The heart health benefits from fish like salmon and mackerel seem to be weakened when farm-raised fish are fed vegetable oil instead of fish oil, new research indicates.
So the answer might be to feed them more fish oil.
However, that raises a different concern. Other studies have indicated fish oil increases the levels of pollutants in farm-raised salmon. That has encouraged some fish farmers to move to vegetable oil pellets -- which apparently decrease the heart benefits.
It is yet another fish conundrum for consumers, like the debate about whether the mercury in some fish offsets their health benefits.
Still, many experts argue that for most adults, the benefits are probably greater than the concerns about pollutants linked to cancer. They note that many more people are at greater risk of cardiovascular disease than cancer.

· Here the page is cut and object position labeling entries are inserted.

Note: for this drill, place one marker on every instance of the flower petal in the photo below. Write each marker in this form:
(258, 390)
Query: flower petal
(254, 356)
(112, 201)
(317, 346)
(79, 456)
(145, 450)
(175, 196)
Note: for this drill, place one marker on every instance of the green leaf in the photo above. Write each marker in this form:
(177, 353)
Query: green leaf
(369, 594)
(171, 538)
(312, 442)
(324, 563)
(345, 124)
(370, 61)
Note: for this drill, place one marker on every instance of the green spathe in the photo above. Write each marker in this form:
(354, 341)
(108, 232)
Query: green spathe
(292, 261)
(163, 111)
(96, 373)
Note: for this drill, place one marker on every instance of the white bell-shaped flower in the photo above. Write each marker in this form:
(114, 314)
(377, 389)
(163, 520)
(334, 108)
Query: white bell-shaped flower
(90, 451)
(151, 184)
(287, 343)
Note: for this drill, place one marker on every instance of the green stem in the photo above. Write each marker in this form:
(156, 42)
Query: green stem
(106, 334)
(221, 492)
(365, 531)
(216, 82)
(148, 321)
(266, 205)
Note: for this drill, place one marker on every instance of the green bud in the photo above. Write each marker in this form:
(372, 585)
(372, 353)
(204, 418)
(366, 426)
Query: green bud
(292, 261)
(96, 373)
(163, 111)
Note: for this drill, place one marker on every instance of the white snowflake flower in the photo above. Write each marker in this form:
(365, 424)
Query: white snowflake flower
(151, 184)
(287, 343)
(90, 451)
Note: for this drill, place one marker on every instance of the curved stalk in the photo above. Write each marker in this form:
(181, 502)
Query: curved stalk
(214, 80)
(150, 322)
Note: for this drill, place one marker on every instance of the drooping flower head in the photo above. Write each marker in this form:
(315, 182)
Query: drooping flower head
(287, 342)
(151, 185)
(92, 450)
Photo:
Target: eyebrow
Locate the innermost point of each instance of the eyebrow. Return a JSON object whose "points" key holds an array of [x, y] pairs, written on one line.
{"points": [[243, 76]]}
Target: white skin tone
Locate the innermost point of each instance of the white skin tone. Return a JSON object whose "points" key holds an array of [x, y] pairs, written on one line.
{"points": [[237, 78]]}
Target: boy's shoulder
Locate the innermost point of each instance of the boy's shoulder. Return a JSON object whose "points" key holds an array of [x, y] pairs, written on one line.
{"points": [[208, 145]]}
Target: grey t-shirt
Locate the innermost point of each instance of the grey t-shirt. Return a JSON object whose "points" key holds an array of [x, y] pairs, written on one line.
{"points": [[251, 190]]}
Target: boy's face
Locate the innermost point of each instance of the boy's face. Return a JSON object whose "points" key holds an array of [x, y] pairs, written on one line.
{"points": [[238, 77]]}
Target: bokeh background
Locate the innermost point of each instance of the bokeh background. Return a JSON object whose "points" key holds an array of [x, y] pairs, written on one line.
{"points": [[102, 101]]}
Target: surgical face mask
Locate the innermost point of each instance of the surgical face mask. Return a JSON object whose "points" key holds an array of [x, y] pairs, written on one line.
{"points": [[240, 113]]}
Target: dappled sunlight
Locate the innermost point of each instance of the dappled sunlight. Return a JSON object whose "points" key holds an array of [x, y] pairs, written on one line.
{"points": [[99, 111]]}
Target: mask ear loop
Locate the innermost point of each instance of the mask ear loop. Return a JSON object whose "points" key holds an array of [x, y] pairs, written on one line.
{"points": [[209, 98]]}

Wild fatty fish such as salmon, tuna, mackerel, sardines and herring are rich in omega-3 fatty acids, the healthy fat that scientists believe raises the good HDL cholesterol, lowers unhealthy tryglicerides and slows the growth of plaque, protecting the heart from disease.
However, in modern fish farming, the fish usually are fed pellets that contain a mixture of natural fish oil and vegetable oil. After a U.S. study earlier this year showed far higher levels of dioxins and other potentially cancer-causing pollutants in farm-raised salmon, some in the industry vowed to move more toward pellets with vegetable oil.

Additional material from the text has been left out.